Short-a-Day: Oscar Colchado Lucio's "The House on El Pino Hill"
Originally published in A Public Space 03, Winter 2007. Personal enjoyment rating (out of 100): 77.
Here's something I've never seen before: a story hidden within a description of a house: "The curtains are half closed over the small, barred window. A thin beam of light illuminates one side of the room and casts the rest in shadow. It's two o'clock in the afternoon." There are no characters, there is no narrator; everything is meant to be inferred from the significant objects--including the empty house. It's Peru, 1986, and the pamphlets and philosophy strewn around the room reveal this to be the home of several Shining Path members. Only in footnotes do we learn their names: "Underneath a large poster of Mao is an old photo, yellow with age but carefully framed. A couple is posing with their children, who are standing in front, two boys and a girl. They appear to be between six and nine years old.[6] [6]Hugo, Nancy, and Pedro with their parents. Pedro died in a traffic accident when he was an adolescent."

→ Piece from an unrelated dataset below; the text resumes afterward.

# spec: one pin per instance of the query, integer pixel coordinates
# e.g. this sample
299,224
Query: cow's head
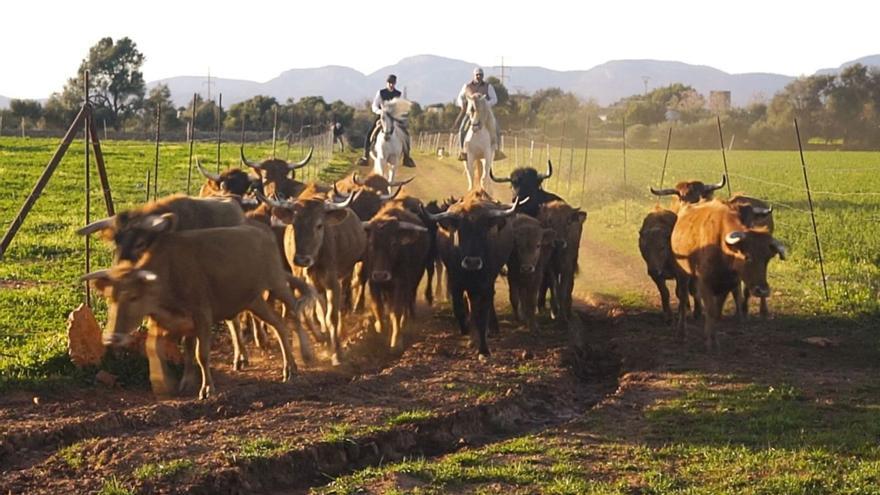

It takes some close reading--some investigating--to realize that this is Nancy's apartment. We are given three excerpts from her diary, in which she gives offerings to the god Huallallo Carhuincho "so that he can expel the whites along with their gods," starting with dog's blood and then "the best produce from the few remaining farms" before looking for "blood, Christian blood." The television happens to be on, and it's through that that we learn that German Cappelletti has been assassinated--we've seen the plans for the hit in this apartment--and that two of the five attackers were caught: "a young girl and a boy of mixed blood."
These may or may not be Nancy and the boy she has recently met, though this ambiguity doesn't make the loss on both sides any less. In this guerrilla war, told from the perspective of utterly neutral objects, it is not so much about the things they carried as the things they left behind, so much as it is about the things that made them. Pretty accomplished for such a short and rule-breaking story, but although we feel for what is missing, it does not change that the story still feels to be missing a part of itself, which is a danger of stunt writing.